Why $g$ is a homeomorphism.

You have two options, both mentioned above:

1. You can use the result mentioned a continuous bijection from a compact topological space to another is a homeomorphism. $$S^n/\sim_1$$ is compact because it is the continuous image of the compact space $S^n$;

The fact that $\mathbb R \text P ^n$ is Hausdorff is harder!
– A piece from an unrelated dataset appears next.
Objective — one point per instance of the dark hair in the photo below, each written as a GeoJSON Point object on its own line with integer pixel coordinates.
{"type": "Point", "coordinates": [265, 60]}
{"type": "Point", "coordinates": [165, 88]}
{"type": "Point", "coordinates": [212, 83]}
Given $P(x)$, $P(y)$ with $\|x\|_2= \|y\|_2 = 1$, you can take $$0< \epsilon <\frac 1 2 \min\{\|x-y\|_2, \|x - (-y)\|_2\},$$ in which case for example you can take the double cones

$$ U_x = \left\{r z: r \in \mathbb R \backslash \{0\}, z \in S^n,\ \|z - x\|< \epsilon \right\},\text{ and}\\ U_y = \left\{r z: r \in \mathbb R \backslash \{0\}, z \in S^n,\ \|z - y\|< \epsilon \right\}.$$

And maybe with some sweat, you can show that $U_x$, $U_y$ are open, that they each are unions of $\sim_2$ classes, and that they don't intersect otherwise their normailised points on the sphere would intersect. That altogether means, they project down (via $P$) to open disjoint sets. Alternatively, you can pull out the general quotient-by-cocompact-group action kind of argument to show it's a metric space.

2. You can do it directly (which I prefer after that Hausdorff argument).

We want to show that $g$ is an open mapping.

We need the fact that $\sim_1$ can be viewed as a restriction of $\sim_2$ to the sphere. Being needlessly rigourous, the following is true, since $f$ is an inclusion.

$$P \circ f = P|_{\text{im}(f)} \circ f = P|_{S^n} \circ \hat f = P|_{S^n}$$

where $\hat f:S^n \to S^n$ is $f$ with the range restricted to $S^n$: i.e. the identity map.

Now let $U$ be open in $S^n/\sim_1$. By the definition of quotient topology, $V := Q^{-1}(U)$ is open.

Now, $V \subset S^n$, but we need to enlarge it to an open set in $\mathbb R^{n+1}$: so define the cone:

$$V_2 = \{rv \;|\; r\in \mathbb R\backslash \{0\},\ v \in V\}$$.

This is an open set in $\mathbb R^{n+1}$, perhaps because the map $(x,r)↦ rx$ is a full-rank smooth map $S^n × \mathbb R \backslash \{0\}$, so is an open map; or maybe one can just do something with balls in $S^n$.

Crucially also, $P(V_2)= P(V)$; so we have

$$V_2\text{ open}\stackrel{(1)}\implies P(V_2)\text{ open}\implies P(V)\text{ open} \implies g(U)\text{ open},$$

since $g(U) = P \circ f(V) = P(V) = P(V_2)$ is open, we've showed its an open map, and earned our cup of tea.